- Outfielder
- Born: November 4, 1928 Garland, Utah, U.S.
- Died: November 6, 2010 (aged 82) Logan, Utah, U.S.
- Batted: LeftThrew: Right

MLB debut
- June 18, 1951, for the St. Louis Cardinals

Last MLB appearance
- June 28, 1951, for the St. Louis Cardinals

MLB statistics
- Batting average: .000
- At-bats: 7
- Runs scored: 1
- Stats at Baseball Reference

Teams
- St. Louis Cardinals (1951);

= Jay Van Noy =

American baseball player (1928–2010)

Jay Lowell Van Noy (November 4, 1928 – November 6, 2010) was an American professional baseball player who spent all but six of his 1,100-plus-game career in minor league baseball. An outfielder born in Garland, Utah, his only Major League Baseball experience came in the middle of the season as a member of the St. Louis Cardinals. He batted left-handed, threw right-handed and was listed as 6 ft 1 in tall and 200 lb.
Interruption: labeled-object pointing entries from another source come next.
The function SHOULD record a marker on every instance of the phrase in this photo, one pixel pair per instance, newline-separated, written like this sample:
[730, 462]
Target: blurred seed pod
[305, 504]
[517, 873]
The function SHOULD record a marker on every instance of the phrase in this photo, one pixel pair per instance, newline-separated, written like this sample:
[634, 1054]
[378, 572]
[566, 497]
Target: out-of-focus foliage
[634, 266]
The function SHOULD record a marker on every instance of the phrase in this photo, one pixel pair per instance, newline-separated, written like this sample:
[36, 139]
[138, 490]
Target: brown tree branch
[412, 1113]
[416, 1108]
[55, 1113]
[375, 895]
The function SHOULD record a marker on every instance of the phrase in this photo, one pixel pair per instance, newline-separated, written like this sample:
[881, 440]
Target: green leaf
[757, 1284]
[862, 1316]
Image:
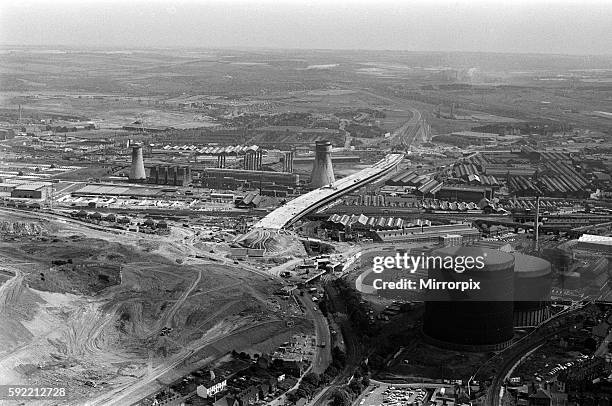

Van Noy attended Utah State University, where he excelled in four sports: baseball, football, basketball and track. He was selected by the Los Angeles Rams in the tenth round of the 1950 National Football League Draft, but elected to play baseball. Van Noy's six MLB games occurred in June 1951 when the Cardinals recalled him from Triple-A Rochester. He drew a base on balls off Sal Maglie of the New York Giants in his first at bat, but seven subsequent plate appearances produced six strikeouts and Van Noy returned to the minor leagues for good. From 1957–1959, while he was still an active player, Van Noy spent his springs as head baseball coach at Brigham Young University, where he fashioned a 50–24–1 win–loss record. He later was recreation director of the city of Logan, Utah.

He was elected to the Utah Sports Hall of Fame (1997) and the Utah State University Sports Hall of Fame (2007). In 1999, Sports Illustrated named Van Noy one of the top 50 Utah athletes of the 20th century.